On the basis of etiology, spinal stenosis is of the following types:

  • Primary spinal stenosis: this type of stenosis is uncommon, found in only 9% of the patients. It may occur due to congenital malformations such as:
  • Incomplete vertebral arch closure (spinal dysraphism).
  • Segmentation failure.
  • Achondroplasia.
  • Osteopetrosis.
  • Secondary spinal stenosis: a secondary or acquired form of the disease is a part of the degenerative changes. This can occur due to the following reasons:
  • Trauma- automobile accidents, slip, and fall accidents or direct blunt trauma, etc.
  • Surgical procedures.
  • Certain medications
  • Systemic diseases that may be involved in secondary stenosis include Paget disease, fluorosis, acromegaly, neoplasm, and ankylosing spondylitis.
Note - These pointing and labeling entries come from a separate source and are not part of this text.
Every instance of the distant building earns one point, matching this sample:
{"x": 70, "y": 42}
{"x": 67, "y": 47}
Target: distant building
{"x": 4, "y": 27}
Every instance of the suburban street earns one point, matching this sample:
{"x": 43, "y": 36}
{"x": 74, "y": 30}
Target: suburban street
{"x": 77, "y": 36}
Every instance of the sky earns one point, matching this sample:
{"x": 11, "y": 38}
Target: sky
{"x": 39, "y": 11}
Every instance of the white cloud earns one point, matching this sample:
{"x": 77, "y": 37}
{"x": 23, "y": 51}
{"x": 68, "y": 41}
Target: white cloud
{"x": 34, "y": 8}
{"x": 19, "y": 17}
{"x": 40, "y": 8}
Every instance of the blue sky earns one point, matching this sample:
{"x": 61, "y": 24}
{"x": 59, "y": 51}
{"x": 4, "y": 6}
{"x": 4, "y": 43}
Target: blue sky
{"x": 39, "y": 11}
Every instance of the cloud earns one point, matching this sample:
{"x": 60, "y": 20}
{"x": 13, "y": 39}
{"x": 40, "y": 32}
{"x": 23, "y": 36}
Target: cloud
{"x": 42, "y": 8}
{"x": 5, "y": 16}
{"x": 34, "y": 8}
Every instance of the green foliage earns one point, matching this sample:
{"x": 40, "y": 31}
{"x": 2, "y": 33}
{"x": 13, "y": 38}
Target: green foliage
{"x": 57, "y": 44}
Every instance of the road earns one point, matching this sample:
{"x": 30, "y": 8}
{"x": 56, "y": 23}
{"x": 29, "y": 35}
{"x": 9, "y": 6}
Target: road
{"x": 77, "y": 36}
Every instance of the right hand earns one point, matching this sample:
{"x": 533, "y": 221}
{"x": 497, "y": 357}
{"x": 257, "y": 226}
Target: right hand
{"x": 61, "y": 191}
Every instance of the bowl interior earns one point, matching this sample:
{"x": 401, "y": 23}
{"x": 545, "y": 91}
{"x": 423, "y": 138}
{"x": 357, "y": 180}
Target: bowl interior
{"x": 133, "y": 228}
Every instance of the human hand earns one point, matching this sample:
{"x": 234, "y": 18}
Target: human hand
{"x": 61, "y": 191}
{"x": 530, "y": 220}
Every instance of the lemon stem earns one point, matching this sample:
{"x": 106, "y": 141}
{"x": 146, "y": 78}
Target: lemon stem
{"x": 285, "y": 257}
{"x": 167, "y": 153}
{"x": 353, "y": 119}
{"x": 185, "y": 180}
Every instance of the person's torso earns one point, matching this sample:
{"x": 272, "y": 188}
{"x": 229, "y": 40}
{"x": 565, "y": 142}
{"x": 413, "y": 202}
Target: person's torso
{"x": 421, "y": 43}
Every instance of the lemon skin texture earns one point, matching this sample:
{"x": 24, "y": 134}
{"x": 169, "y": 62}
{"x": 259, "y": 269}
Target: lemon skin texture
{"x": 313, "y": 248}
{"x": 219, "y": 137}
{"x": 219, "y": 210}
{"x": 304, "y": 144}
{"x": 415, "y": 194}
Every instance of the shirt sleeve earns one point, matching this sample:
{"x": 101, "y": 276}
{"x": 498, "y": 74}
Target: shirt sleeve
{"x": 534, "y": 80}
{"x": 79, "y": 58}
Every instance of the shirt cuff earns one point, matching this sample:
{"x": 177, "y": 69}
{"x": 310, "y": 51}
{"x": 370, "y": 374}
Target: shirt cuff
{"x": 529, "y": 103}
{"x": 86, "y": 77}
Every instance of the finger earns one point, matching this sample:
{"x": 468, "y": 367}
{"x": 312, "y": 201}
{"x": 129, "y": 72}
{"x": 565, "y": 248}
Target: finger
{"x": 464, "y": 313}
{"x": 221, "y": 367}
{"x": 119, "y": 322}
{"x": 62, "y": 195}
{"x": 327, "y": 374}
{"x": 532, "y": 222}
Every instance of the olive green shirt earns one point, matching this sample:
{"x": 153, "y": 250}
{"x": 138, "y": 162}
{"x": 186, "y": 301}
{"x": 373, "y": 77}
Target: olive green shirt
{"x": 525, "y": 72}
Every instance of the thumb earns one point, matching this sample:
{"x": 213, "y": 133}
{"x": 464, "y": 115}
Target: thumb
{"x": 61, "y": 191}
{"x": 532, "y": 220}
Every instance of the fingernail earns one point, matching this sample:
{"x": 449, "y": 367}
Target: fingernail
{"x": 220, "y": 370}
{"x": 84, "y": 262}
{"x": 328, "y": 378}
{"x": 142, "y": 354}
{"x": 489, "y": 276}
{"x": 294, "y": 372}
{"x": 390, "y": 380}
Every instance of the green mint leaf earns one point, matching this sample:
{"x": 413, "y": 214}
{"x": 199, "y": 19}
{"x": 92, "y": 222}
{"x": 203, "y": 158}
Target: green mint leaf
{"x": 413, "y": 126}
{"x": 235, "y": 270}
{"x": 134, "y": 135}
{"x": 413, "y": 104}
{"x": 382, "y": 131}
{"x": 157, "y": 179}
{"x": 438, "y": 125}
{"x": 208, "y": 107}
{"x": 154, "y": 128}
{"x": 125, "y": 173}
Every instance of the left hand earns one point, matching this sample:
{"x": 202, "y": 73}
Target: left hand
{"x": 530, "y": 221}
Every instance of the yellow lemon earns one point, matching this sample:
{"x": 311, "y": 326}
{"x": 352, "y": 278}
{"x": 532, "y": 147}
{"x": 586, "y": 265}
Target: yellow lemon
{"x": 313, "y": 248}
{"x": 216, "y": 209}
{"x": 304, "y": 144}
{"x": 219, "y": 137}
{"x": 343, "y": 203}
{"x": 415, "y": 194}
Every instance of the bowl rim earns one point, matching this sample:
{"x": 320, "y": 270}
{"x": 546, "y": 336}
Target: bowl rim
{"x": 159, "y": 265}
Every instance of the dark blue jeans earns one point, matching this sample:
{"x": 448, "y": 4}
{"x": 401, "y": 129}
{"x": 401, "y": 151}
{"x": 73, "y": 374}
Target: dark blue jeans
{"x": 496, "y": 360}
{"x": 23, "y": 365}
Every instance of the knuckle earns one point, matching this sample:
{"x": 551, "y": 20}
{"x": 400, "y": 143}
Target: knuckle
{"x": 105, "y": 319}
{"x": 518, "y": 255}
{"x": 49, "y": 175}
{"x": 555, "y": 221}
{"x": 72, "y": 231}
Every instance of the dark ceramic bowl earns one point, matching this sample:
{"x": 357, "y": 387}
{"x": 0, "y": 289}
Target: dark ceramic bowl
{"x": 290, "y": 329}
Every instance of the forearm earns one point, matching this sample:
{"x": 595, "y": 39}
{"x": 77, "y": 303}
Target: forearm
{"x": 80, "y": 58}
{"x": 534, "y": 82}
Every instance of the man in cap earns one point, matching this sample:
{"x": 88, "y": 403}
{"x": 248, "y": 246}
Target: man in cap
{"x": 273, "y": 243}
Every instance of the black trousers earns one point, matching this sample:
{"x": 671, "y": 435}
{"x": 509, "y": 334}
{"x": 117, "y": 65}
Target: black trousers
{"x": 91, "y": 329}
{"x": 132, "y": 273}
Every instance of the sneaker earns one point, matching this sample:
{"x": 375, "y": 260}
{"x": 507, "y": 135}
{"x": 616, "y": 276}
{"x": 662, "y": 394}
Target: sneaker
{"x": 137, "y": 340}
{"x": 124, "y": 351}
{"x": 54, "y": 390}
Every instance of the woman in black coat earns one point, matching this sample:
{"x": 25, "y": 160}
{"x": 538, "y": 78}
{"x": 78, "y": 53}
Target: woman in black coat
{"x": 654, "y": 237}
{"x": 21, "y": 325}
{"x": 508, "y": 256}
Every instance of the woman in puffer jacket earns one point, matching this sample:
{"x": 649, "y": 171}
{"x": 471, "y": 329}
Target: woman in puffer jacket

Both congenital and acquired forms of the disease confer a risk of acute neurological injury to the patient. This may present as one or more of the following symptoms:

  • Pain, of varying intensity, radiating from the back to the neck region as well as lower limbs.
  • Numbness and tingling, extending to the buttocks and legs.
  • Loss of motor functions.
  • Lack of bladder and bowel control.
  • Muscle weakness
  • Disturbances in gait.
  • Sensory disturbances.
  • Abnormal reflexes.


Treatment options can be:

  • Conservative: The modes of conservative therapy include rest, physical therapy with strengthening exercises for Paraspinal musculature, brace for support, use of optimal postural biomechanics, nonsteroidal anti-inflammatory medications, analgesics, and antispasmodics.
  • Surgical: removal of the bony spurs or the compressing worn out the disk, providing relief to the patient.


The degenerative process can be managed, but it cannot be prevented by diet, exercise, or lifestyle. A study estimate suggests that without surgical intervention, the symptoms remain unchanged in 70% of the patients, and in fact, got worse in 15% of them. The disabling consequences of this disease are inevitable, but their onset can be delayed by adopting a healthier lifestyle.